Mais s’il y a bien une victime dans ce rouleau compresseur, c’est Varang, la nouvelle antagoniste. Colonne vertébrale de la promotion et de la direction artistique, elle n’apporte finalement rien à l’avancée des événements ; et s’avère n’être qu’un outil scénaristique, un sbire. Son apparence de sauvage sexualisée accro aux armes pose question sur la pertinence de sa représentation. Au final, elle disparait du climax aussi vite qu’elle a été introduite, telle une péripétie sans importance. La vacuité de sa présence résume l’esbroufe du projet.

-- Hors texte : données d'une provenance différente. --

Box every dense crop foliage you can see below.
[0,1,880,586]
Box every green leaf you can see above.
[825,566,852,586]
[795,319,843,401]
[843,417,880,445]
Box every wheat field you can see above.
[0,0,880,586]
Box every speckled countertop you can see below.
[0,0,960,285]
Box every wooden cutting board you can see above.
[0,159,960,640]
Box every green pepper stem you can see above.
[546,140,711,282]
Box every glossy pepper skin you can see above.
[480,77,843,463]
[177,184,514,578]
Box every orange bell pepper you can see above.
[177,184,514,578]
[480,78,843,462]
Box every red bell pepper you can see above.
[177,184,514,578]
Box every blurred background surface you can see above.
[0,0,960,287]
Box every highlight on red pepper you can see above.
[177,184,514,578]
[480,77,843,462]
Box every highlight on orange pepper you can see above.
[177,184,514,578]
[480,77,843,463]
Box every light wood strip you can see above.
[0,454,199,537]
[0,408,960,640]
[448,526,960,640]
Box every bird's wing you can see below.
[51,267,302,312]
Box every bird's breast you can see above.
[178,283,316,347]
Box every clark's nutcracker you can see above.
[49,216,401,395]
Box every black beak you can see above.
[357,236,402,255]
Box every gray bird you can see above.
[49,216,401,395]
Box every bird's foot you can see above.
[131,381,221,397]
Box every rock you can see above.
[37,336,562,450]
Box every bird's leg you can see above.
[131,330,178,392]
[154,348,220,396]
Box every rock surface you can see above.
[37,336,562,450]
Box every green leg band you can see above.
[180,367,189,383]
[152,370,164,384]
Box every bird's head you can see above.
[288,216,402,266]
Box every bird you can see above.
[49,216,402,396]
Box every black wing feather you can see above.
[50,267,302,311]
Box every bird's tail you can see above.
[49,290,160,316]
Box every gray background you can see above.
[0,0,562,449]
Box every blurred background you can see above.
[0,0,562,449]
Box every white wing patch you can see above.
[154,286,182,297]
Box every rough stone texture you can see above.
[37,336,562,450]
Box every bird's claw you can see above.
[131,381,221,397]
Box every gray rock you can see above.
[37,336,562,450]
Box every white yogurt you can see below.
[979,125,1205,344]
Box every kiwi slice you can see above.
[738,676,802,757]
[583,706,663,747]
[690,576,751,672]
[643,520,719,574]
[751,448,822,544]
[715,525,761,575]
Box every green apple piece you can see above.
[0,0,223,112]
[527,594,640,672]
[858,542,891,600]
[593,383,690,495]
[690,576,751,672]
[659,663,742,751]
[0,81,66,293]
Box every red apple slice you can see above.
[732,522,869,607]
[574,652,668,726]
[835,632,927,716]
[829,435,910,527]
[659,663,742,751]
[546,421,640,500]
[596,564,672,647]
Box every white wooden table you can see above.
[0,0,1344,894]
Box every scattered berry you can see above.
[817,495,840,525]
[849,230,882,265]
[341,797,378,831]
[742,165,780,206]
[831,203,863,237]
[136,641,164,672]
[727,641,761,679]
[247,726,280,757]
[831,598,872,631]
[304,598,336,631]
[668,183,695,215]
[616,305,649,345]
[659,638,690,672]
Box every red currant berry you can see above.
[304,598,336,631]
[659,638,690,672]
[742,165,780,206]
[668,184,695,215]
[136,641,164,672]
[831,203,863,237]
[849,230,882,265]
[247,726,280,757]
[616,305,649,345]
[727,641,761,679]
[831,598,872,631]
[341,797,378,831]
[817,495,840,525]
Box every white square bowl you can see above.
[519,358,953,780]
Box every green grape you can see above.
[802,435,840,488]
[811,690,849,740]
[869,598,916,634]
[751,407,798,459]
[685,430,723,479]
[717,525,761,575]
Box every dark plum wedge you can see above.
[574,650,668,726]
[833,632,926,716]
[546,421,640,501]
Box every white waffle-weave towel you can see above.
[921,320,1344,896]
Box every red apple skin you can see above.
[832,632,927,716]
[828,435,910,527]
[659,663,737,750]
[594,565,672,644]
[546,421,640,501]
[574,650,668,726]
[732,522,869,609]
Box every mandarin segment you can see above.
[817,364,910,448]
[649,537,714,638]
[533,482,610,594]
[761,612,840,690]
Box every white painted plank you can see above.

Il faut se rendre à l’évidence : la franchise ne raconte plus grand chose. Ce qui est frustrant, c’est qu’elle en a le potentiel mais pas les intentions.

De plus, Cameron refuse de clore la moindre parcelle de son récit. Vendu comme une première « conclusion », Avatar : De Feu et de Cendres se termine sur un troisième acte honteux car mensonger et éclipsé. C’est à ce moment-là que le contrat se brise. 3h20 de film sans finalité, ni accomplissement majeur. On en vient à se dire que les efforts fournis ne sont pas récompensés. La saga s’enlise dans un récit choral, décousu et rébarbatif, au sein duquel chaque nouveauté éphémère est une excuse à la production du film suivant. Enfin, il est malheureux de constater que la mise en scène n’est plus au niveau de la majestuosité attendue. La caméra oscille maladroitement entre un regard « humain », jouant avec le gigantisme ; et un regard sans corps, à hauteur de rien, qui aplatit les échelles et amoindri l’impression de grandiose. Le film manque de compositions marquantes, de singularité, d’ingéniosité, d’impact. La musique de Simon Franglen (en pilotage automatique) est noyée dans un mixage qui ne lui permet pas d’être appréciée. Ainsi, l’ensemble perd en intensité émotionnelle. De l’émotion. Voilà ce qu’il aurait fallu.
Parasité par un récit paresseux et une empreinte cinématographique trop discrète, Avatar : De feu et de cendres n’est pas la conclusion espérée et souffre des mêmes défauts que La Voie de L’eau. Néanmoins, la promesse d’un grand spectacle populaire est tenue.